Le lieutenant de Kouta
- First edition (French)
- Author: Massa Makan Diabaté
- Language: French
- Genre: Novel
- Publisher: Hatier
- Publication date: 1979
- Publication place: Mali
- Media type: Print (Paperback)
- Pages: 127
- ISBN: 978-2-218-04645-2 (1st ed)
- OCLC: 6091008
- Dewey Decimal: 843
- LC Class: PQ3989.2.D44
- Preceded by: Une si belle leçon de patience (play)
- Followed by: Le coiffeur de Kouta

= Le lieutenant de Kouta =

1979 novel by Massa Makan Diabaté

Le lieutenant de Kouta ("The Lieutenant of Kouta") is a 1979 novel by Malian author Massa Makan Diabaté. Loosely based on the author's hometown of Kita, Mali, the novel tells the story of a recently returned lieutenant from the French Colonial Army, Siriman Keita, and his struggle to adjust to his village's changing customs. It is the first book in Diabaté's "Kouta trilogy," followed by Le coiffeur de Kouta ("The Barber of Kouta," 1980) and Le boucher de Kouta ("The Butcher of Kouta," 1982), which feature many of the same characters.

== Plot ==
Lieutenant Siriman Keita has returned from a long service in the French Colonial Army (during which he was awarded the Croix de Guerre) to Kouta, a market village near his smaller home village of Kouroula. In Kouta, he at first plots to ascend to the canton chiefdom while avoiding his envious older brother, Faganda. However, his plans are scrapped when he humiliates himself in a horse-riding accident before the village, and he withdraws to his fortress-like "square house." After a time, he adopts a fatherless boy who he had once punished for stealing, and marries Awa, a Senegalese woman of questionable reputation. Disaster strikes the lieutenant again, however, when the French commandant incites him to lead a punitive expedition against the pro-independence village of Woudi. When the expedition fails, the lieutenant is stripped and humiliated before the people of Kouta and, after the commandant denies his own involvement, is sent to jail in the country's capital for disturbing the peace. He returns to find Awa pregnant by a young pro-independence activist, but having changed during his incarceration, the lieutenant forgives her betrayal and adopts the coming child as his own. He reconciles with the imam of the local mosque, formerly a bitter enemy, and eventually becomes the village muezzin, only to die mysteriously following an injection by his envious brother. The imam does him the honor of burying him in the mosque, while the French administrators, concerned by the example of his conversion, hastily and posthumously award him the Legion of Honour.
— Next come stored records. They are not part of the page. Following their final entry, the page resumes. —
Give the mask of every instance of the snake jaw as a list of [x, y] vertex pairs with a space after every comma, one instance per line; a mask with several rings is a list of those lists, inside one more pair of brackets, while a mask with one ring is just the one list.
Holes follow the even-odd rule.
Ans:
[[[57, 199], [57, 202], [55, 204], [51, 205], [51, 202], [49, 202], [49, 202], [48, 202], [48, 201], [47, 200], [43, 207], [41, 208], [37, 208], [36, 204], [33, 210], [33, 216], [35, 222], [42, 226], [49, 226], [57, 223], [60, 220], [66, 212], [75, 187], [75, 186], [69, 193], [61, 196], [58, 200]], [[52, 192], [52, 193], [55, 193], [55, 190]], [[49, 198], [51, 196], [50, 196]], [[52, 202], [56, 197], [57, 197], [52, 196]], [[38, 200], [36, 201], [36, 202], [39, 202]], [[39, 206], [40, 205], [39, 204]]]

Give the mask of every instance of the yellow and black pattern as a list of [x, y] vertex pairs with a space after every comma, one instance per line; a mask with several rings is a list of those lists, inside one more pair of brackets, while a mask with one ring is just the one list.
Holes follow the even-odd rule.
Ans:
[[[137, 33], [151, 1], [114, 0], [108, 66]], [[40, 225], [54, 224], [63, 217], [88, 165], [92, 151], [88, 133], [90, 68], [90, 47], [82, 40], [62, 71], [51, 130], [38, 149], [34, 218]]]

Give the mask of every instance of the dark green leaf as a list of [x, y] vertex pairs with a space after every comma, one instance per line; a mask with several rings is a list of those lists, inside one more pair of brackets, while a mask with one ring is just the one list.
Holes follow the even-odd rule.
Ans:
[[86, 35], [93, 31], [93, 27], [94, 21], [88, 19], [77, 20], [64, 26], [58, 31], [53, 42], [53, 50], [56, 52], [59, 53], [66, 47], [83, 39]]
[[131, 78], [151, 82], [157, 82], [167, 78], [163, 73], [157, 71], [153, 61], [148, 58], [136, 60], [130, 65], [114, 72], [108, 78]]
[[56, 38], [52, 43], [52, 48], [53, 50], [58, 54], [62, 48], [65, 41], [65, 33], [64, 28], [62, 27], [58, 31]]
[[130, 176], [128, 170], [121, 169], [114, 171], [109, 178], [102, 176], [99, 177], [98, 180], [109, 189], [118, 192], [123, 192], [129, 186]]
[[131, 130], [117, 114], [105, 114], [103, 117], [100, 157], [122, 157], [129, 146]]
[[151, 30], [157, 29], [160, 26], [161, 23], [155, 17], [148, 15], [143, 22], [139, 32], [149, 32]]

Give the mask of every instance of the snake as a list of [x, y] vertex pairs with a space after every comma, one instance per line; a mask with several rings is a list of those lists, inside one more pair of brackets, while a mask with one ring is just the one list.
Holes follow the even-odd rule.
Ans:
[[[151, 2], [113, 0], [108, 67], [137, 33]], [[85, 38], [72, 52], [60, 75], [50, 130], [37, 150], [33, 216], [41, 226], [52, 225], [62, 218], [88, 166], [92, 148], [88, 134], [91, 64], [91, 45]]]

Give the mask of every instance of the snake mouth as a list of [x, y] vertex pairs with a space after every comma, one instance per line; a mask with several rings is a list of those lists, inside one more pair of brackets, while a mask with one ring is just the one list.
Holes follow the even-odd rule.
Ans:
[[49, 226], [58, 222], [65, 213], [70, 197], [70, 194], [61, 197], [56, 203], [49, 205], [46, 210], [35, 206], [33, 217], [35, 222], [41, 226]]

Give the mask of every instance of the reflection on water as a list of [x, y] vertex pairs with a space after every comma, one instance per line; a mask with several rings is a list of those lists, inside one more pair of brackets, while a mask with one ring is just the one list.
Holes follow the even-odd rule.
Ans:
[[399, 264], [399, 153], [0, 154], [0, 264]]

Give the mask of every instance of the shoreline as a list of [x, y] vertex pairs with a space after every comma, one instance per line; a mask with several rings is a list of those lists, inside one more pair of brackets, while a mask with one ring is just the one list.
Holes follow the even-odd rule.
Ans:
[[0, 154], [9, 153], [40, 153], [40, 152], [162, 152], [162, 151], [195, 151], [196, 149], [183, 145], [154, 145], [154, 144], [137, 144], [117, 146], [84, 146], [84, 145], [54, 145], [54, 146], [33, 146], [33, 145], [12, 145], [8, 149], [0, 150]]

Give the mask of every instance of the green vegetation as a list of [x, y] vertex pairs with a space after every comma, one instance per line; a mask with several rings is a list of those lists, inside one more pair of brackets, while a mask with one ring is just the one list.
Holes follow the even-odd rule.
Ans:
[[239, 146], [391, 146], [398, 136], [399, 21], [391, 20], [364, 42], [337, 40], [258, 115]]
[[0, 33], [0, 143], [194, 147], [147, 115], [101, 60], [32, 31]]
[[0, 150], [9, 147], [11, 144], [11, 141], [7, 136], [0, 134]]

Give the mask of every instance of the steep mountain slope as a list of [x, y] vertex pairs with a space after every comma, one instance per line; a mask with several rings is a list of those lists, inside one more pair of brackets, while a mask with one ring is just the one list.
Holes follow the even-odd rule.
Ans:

== Historical inspiration ==
According to Mamadou Sangaré, the character of Siriman Keita was inspired by the real-life figure of Mamadou Keita, a Colonial Army lieutenant who retired to Kita. Though many incidents of the novel, such as the punitive expedition to Woudi, are entirely of Diabaté's creation, Mamadou Keita did finish his life by converting to Islam shortly before his death in 1959.

== Criticism ==
The novels of Kouta trilogy are often named as Diabaté's finest works. The Encyclopedia of African Literatures for example, praises the novels' "colorful humor and . . . style worthy of a griot."

Cheick M. Chérif Keïta sees the novel as representative of the tension between fadenya—the pull of innovation—and fasiya—the pull of tradition—in Diabaté's work. In this reading, Siriman Keita is both oppressed by tradition in the form of his aggressive (and likely homicidal) brother, but also resents the changes that the youth-led independence movement are bringing to his country. Ultimately, however, the lieutenant comes to see that tradition "is not a monolith, but rather an edifice of which the fissures must always furnish an outlet for the creative energies of individuals and young innovators."

The novel itself can be read as a blending of traditions, joining the proverbs and customs of Maninka culture to the European form of the novel. As Diabaté himself commented to one interviewer, "J'essaie de donner à mon français, qui n'est pas le français de France, une coloration africaine, en y mêlant des proverbes, des récits et surtout en faisant, comme je l'ai toujours dit, "quelques petits bâtards à la langue française" ("I try to give my French, which isn't the French of France, an African coloring, mixing in proverbs, stories, and above all in making, as I always say, 'some little bastards of the French language'").

J.R. McGuire reads a similar tension in the Kouta trilogy, though using the terms fadenya and badenya. Austen argues that in this respect, the novels are highly influenced by Diabaté's early writings on the similarly structured Epic of Sundiata, which he calls "an inescapable intertext" for works from Maninke culture.